When ribs 452 intersect upper wall portion 94 a of wall portion 94 of intake passages 28 e and upper wall portion 95 b of wall portion 95 of exhaust passages 32 e, ribs 452 are blended or radiused into wall portions 94 a of wall exhaust passages 32 e. Ribs 452 may extend into intake passages 28 e and exhaust passages 32 e to increase the rigidity of cylinder head 120 e. However, ribs 452 should not interfere with the function of intake passages 28 e and exhaust passages 32 e. The improvement in PCP from ribs 452 is comparable to the PCP improvement from ribs 52. As with the previous embodiments, ribs 452 may be used in conjunction with the previously described embodiments to improve the PCP of cylinder head 120 e.

A sixth exemplary embodiment cylinder head of the present disclosure, indicated generally at 120 f, is shown in FIGS. 14 and 15. Features having the same number as the previous embodiments or features having the same number as the previous embodiments and an appended letter, e.g., 44 a, 44 b, function similarly to the previous embodiments and are described in this embodiment only to the extent needed for clarity.

Cylinder head

120 f features ribs from all the previously described embodiments, and the numbering of the ribs from the previously described embodiments is retained for simplicity and clarity, though use of all the ribs from the previous embodiment may entail minor modifications of the ribs of the previous embodiments to enable some ribs to be placed side-by-side. Use of all the exemplary embodiments provides the greatest possible PCP. However, use of all ribs may provide excessive restriction of the upper coolant gallery and the lower coolant gallery, which should be considered regardless which combination of previously described embodiments may be used.

While various embodiments of the disclosure have been shown and described, it is understood that these embodiments are not limited thereto. The embodiments may be changed, modified and further applied by those skilled in the art. Therefore, these embodiments are not limited to the detail shown and described previously, but also include all such changes and modifications.

Claims

We Claim:

1. A cylinder head for an internal combustion engine, the cylinder head comprising:

a bottom deck;

a component bore having an component bore wall extending longitudinally from the bottom deck;

a bolt boss extending longitudinally from the bottom deck and positioned at a first radial distance from the component bore;

a valve boss positioned a second radial distance from the component bore, the second radial distance being less than the first radial distance;

an intake passage wall;

an exhaust passage wall; and

a first rib connected to one of the intake passage wall and the exhaust passage wall, the first rib extending longitudinally upward from the one of the intake passage wall and the exhaust passage wall and connected to the component bore wall.

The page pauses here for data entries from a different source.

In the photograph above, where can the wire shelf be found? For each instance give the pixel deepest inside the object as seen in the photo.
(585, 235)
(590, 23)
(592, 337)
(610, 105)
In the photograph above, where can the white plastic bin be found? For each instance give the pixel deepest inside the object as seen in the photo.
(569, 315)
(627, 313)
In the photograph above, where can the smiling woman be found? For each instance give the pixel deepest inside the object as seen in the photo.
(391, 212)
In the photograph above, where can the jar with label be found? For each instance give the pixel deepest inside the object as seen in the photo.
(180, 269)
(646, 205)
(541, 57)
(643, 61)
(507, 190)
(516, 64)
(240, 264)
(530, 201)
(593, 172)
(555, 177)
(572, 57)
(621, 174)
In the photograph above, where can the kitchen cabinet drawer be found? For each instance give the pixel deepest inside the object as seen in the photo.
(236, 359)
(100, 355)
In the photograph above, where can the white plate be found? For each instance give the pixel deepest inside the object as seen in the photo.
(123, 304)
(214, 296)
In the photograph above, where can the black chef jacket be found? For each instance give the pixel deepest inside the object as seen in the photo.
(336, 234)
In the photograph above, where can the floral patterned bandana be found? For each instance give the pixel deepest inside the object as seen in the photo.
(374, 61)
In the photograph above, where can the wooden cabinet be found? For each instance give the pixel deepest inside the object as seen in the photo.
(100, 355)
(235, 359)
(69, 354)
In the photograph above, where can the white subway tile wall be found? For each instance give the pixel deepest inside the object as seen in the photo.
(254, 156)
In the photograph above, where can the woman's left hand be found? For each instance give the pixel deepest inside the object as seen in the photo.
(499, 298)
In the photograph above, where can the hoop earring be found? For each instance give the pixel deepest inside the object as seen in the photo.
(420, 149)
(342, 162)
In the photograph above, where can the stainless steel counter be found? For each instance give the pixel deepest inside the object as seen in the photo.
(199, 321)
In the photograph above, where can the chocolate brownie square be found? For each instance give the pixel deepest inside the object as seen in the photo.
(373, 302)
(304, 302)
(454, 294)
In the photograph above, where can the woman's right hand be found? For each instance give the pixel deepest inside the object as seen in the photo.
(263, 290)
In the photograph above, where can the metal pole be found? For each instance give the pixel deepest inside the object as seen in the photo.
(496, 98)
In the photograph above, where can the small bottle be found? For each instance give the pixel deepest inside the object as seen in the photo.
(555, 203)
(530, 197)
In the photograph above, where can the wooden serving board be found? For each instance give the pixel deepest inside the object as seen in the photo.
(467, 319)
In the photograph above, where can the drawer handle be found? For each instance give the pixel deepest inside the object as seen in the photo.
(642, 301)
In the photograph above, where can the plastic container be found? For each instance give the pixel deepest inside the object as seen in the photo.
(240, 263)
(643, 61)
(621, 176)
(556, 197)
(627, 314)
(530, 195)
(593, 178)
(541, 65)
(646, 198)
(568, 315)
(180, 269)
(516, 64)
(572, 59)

2. The cylinder head of claim 1, wherein the first rib is also connected to the valve boss.

3. The cylinder head of claim 2, further comprising a second rib connected to the other of the intake passage wall and the exhaust passage wall, the second rib extending longitudinally upward from the other of the intake passage wall and the exhaust passage wall and connected to the component bore wall.

4. The cylinder head of claim 3, further comprising a second valve boss, wherein the second rib is also connected to the second valve boss.

5. The cylinder head of claim 3, further comprising a third rib connected to and extending longitudinally upward from the bottom deck and connected to the component bore wall.

6. The cylinder head of claim 5, further comprising a fourth rib connected to and extending longitudinally upward from one of the intake passage wall, the exhaust passage wall, and bottom deck, the fourth rib including a first rib end connected the bolt boss, wherein the fourth rib is free from contact with the component bore wall.

7. The cylinder head of claim 6, further comprising a second bolt boss, wherein the fourth rib is connected to and extends longitudinally upward from the bottom deck, and wherein the fourth rib includes a second rib end connected to the second bolt boss.

8. The cylinder head of claim 7, wherein the fourth rib extends longitudinally upward to a lesser extent intermediate the bolt boss and the second bolt boss than at the first rib end and the second rib end.

9. The cylinder head of claim 8, wherein the third rib has a “V” shape when viewed perpendicularly to the third rib, with the bottom of the “V” positioned closed to the bottom deck than the top of the “V”.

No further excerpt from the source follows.